İkincisi: Eğitim ve çocuklara cinsel istismarı kapsayan bir reform. Hukuksal boyutta çocuklara yapılan cinsel saldırıların layıkıyla cezalandırıldığında çocuklara gereken cinsel eğitim güvence altına alınarak anlam kazanır. Bir çocuk cinsel saldırıya uğradığı halde zanlı elini kolunu sallayarak gezebiliyorsa, yasalarda caydırıcılık söz konusu değilse biz eğitimciler istediğimiz kadar cinsel eğitim verelim, çocukları istismardan koruyacak bilgiler vermeye çalışalım bu konudaki sessiz kaostan kurtulamayız.
Bir noktaya dikkat çekmek istiyorum. Zihinsel engelli çocukların mağruz kaldığı cinsel saldırılar ve diğer suçlarla ilgili olarak biz özel eğitim öğretmenleri normalden daha fazla olumsuz olayla karşılaşırız. Çünkü zihinsel yetersizliği olan çocuklar istismara çok açıktır.

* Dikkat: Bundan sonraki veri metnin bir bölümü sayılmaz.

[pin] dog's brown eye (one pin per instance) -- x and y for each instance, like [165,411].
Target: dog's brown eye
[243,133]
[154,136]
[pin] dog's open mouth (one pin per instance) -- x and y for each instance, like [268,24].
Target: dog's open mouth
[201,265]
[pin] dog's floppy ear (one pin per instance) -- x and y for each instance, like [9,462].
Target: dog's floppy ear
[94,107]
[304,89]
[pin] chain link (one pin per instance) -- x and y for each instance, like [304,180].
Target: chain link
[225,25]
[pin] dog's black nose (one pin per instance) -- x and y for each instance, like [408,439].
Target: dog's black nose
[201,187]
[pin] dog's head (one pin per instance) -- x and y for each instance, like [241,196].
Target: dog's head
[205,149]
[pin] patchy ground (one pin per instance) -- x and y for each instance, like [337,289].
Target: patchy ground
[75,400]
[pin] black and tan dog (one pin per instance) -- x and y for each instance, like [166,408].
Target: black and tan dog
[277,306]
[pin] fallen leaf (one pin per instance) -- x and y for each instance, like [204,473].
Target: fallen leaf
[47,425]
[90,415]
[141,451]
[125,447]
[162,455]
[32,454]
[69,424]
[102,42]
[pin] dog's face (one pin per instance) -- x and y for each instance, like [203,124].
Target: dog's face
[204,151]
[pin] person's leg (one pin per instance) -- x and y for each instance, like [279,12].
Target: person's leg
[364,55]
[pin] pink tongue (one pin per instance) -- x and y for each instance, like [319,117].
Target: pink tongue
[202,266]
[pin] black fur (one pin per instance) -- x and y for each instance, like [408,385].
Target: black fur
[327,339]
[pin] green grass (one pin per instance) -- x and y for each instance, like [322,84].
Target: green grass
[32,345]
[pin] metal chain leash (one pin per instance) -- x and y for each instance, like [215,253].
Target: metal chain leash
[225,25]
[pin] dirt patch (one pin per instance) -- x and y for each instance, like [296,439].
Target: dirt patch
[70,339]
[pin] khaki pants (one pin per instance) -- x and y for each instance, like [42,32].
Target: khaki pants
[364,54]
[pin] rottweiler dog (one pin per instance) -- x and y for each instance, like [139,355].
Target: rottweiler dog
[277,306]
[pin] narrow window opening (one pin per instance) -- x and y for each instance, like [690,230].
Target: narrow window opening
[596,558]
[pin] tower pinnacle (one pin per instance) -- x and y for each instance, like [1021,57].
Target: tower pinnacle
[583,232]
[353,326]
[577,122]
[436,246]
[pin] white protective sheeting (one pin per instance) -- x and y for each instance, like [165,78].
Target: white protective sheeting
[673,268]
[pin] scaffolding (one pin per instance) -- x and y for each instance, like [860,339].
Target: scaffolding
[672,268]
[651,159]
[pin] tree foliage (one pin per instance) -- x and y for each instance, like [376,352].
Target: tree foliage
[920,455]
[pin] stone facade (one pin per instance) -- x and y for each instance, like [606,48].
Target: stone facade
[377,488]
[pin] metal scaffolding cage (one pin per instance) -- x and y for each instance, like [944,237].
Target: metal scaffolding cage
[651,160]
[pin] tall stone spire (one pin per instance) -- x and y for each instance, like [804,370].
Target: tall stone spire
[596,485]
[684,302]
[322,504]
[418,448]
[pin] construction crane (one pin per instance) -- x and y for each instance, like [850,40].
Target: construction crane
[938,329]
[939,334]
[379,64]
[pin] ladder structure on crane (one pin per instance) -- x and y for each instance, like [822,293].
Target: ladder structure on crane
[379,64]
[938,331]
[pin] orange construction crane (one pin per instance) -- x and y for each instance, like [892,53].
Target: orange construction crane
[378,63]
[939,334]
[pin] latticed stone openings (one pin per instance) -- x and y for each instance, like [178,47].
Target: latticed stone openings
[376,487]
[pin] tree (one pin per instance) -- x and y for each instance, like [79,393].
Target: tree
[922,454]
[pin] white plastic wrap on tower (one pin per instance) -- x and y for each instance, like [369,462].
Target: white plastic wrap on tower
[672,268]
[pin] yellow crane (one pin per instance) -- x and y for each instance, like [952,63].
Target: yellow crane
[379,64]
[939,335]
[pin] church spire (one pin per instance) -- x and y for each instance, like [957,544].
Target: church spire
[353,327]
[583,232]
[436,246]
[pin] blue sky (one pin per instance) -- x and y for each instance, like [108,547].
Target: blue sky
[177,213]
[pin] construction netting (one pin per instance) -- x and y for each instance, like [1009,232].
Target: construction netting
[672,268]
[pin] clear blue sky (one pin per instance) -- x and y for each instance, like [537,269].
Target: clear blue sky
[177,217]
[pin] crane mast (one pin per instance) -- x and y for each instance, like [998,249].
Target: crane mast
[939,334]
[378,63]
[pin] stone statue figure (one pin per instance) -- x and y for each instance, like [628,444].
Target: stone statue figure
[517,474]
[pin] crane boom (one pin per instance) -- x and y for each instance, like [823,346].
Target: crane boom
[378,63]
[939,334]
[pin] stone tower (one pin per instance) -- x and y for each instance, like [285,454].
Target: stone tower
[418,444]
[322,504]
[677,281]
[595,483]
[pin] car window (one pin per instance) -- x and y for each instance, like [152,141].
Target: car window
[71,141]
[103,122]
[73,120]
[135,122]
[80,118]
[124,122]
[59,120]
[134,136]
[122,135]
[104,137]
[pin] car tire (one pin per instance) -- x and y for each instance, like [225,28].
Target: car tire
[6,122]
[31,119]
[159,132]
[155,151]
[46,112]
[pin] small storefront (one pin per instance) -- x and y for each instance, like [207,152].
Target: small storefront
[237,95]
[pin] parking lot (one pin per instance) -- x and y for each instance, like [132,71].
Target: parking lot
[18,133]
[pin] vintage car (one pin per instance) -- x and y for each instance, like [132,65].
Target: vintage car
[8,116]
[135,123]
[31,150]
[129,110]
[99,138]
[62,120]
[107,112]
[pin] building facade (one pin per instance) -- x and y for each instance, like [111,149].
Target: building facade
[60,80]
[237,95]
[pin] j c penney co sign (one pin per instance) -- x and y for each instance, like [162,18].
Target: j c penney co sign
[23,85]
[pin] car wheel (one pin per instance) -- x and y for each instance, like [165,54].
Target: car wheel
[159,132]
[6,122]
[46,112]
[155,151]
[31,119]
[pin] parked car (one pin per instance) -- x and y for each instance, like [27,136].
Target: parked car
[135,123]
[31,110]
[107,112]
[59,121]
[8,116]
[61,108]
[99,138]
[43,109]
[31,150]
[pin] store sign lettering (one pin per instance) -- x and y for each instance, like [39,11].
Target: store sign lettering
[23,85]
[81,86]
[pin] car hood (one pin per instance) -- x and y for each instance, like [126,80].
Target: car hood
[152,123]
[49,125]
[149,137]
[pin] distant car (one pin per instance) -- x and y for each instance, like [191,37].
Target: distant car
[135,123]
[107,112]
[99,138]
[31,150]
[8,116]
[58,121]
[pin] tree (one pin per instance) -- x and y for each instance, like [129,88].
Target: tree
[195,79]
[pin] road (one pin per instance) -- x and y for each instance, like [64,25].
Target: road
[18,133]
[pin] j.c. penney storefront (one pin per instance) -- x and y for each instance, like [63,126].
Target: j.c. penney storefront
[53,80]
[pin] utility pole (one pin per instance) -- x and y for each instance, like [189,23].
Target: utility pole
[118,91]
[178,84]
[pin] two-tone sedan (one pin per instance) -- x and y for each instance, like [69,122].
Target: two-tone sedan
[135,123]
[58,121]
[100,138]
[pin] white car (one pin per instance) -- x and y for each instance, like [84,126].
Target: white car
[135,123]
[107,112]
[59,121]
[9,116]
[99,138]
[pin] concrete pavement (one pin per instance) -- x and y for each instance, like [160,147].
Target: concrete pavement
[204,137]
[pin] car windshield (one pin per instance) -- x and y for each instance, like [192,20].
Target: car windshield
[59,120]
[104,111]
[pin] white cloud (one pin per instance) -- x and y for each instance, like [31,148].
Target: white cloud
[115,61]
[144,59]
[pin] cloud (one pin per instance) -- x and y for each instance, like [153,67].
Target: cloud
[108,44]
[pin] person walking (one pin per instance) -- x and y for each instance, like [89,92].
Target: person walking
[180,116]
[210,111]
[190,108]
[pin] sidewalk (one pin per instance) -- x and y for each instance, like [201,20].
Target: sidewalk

Öğretmeni olduğum her çocuğa mutlaka şunları söylerim:“Bu senin bedenin, kimse sana iznin olmadan dokunamaz. Eğer biri sana dokunmak isterse, seni bir yere götürmek isterse izin verme. Güzel sözler söyleyip hediye verebilir, sana aşık olduğunu, çok sevdiğini söyleyebilir. Sana kötü şeyler yapabilir. Hemen uzaklaş ve ailene haber ver. Bana da anlatabilirsin, seni herzaman dinlerim. ” Özellikle ergenliğe girmiş kız öğrencilerim doğaları gereği yaşıtı genç erkeklerden hoşlanıyor ve hayal kuruyorlar. Daha küçük ve ağır zihinsel yetersizliği olan çocuklara daha basit bir dille anlatıp, bunun çok önemli olduğunu vurguluyorum.
Gölgede kalan konu ise cinsel saldırıya uğrayan erkek çocuklar oluyor. Özellikle yakınları tarafından cinsel saldırıya uğramaları, konunun aile içi olması, kolaylıkla ört bas edilmesini kolaylaştırıyor.Aile içi taciz ve tecavüz konusunda daha caydırıcı neler yapılabilir? Gündeme getirilerek tartışılmalı.
Eğitimciler cinsel taciz ve tecavüzlerle ilgili olarak sık aralıklarla etkili seminerlerle bilgilendirilerek, daha etkin bir bakış açsısına sahip olduklarında cinsel istismara uğramış veya uğramakta olan çok sayıda çocuğa ulaşılacağını düşünüyorum. Araştırmalara bakıldığında adli makamlara ulaşan çocuk tacizi ve tecavüzü olayları varolanın %10 ‘ nunu bile geçmiyor deniyor.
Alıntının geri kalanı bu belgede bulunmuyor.